We want you to know the story behind the coffee you consume and to learn how buying locally roasted coffee benefits YOU. We want to encourage you to think about the gas we can save, the community we can create, and the freshness that should be experienced.
Challenge us as we challenge you! Let us be a community of open dialogue! Let’s do this together!!!
Ask us what price we are paying to the farmers with whom we work. Ask us to take you to the farms. In a business shrouded with secrecy, our model is founded on total transparency. Ask other coffee vendors and roasters how much they are paying for their beans and how that money is being distributed. We want you to understand what happens in small farming communities when vendors and roasters approach coffee as a commodity rather than an artisan creation. We think you’ll find out why we are trying to do what we are doing.

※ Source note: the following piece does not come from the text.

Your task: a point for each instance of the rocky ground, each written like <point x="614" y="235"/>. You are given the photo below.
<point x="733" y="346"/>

Resisting bad coffee is an act of what the poet Hakim Bey would call “overcoming tourism”. We demand that you overcome the passive distraction of bad coffee. We demand that you overcome the cheap representational living that comes with drinking bad coffee. We demand that our fellow Athens citizens embrace good coffee!!!

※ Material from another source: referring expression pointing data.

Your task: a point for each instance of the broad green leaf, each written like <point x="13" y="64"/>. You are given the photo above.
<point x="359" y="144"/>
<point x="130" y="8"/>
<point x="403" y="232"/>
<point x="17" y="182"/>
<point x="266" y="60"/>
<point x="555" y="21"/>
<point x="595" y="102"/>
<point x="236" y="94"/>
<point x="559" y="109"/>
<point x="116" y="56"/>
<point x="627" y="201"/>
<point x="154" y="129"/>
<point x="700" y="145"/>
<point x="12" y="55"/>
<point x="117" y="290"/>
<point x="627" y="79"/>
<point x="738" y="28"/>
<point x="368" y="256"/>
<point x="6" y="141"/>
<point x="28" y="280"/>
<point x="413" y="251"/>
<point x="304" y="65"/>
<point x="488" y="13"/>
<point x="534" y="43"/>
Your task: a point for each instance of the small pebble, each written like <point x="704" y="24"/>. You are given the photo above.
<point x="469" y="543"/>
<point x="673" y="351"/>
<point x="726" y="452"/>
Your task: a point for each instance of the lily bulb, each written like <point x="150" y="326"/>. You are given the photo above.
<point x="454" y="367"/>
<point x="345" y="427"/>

Keep your brewing equipment like your dojo; clean and ready for action. Use freshly drawn filtered or bottled water. Coffee peaks within a week of the roast, so try to get it within that time frame. Use the right grind setting and for god’s sake, grind your coffee just before brewing. do not buy ground coffee!
If you are using a natural paper filter, rinse it with hot water before use. Use the right amount of coffee, two tablespoons per six-ounce cup. Brew your coffee at 195-205 degrees Fahrenheit. Store brewed coffee off the heat, as it will burn. Don’t reheat coffee; return cold coffee to the earth. Store a week’s supply of coffee in an airtight container and keep it room temperature and out of direct contact with the light.